Kamis 14 Feb 2013 11:11 WIB

Mengapa Makin Banyak Istri Menggugat Cerai?

Rep: Agus Raharjo/ Red: Endah Hapsari
Selingkuh (Illustrasi).
Selingkuh (Illustrasi).

REPUBLIKA.CO.ID, Perceraian. Tak ada satu pun pasangan menikah yang menginginkan hal ini terjadi pada mereka. Namun, jalan perceraian kerap ditempuh lantaran pasangan suami istri merasa tak mungkin lagi melanjutkan kebersamaan mereka.

Yang mengejutkan, ternyata makin banyak saja pihak istri yang memilih mengajukan gugatan cerai terlebih dahulu. Direktur Bimbingan Masyarakat Islam Kementerian Agama Abdul Djamil mengatakan, adanya kesetaraan gender memang membuat posisi tawar kaum perempuan atau istri meningkat.

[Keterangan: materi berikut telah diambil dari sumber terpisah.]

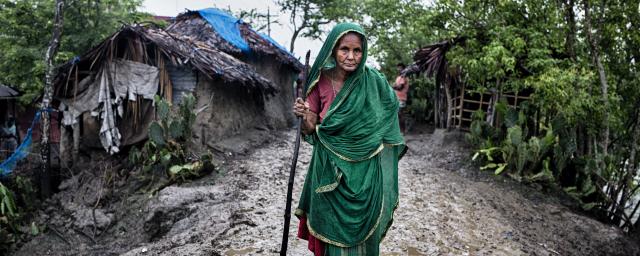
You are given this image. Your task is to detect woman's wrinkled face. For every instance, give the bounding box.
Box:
[334,33,362,73]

Bisa jadi, kata dia, hal itulah yang memicu perempuan berani menggugat cerai suaminya. “Kalau dulu, suami ngomong cerai, istri ketakutan. Sekarang, banyak istri yang justru menjawab, kapan?”

Sebenarnya, apakah fenomena di balik itu? Ketua Umum Fatayat Nahdlatul Ulama (NU) Khofifah Indar Parawansa, perceraian yang banyak terjadi karena gugatan pihak istri tidak semata-mata disebabkan oleh kesetaraan gender. “Berdasarkan data di lapangan, penyebab pertama kasus perceraian karena adanya ketidakharmonisan keluarga,” ungkap Khofifah. “Turunan dari ketidakharmonisan keluarga ini adalah perselingkuhan.”

Walau demikian, harus diakui perempuan sekarang semakin terdidik dan mandiri secara ekonomi. Mereka juga kian berani beragumentasi. “Di saat adu argumen, masing-masing pihak harus mampu menahan ego. Artinya, pola komunikasi yang terbangun harus two way traffic atau dua arah. Harus dengan musyawarah penyelesaian konflik,” kata Khofifah.

Berdasarkan data Fatayat NU, sebanyak 59 persen gugatan cerai memang dilakukan oleh perempuan. Dari 59 persen tersebut, 48 persen perceraian dipicu karena kasus perselingkuhan. Selebihnya, dipicu oleh kekerasan dalam rumah tangga (KDRT).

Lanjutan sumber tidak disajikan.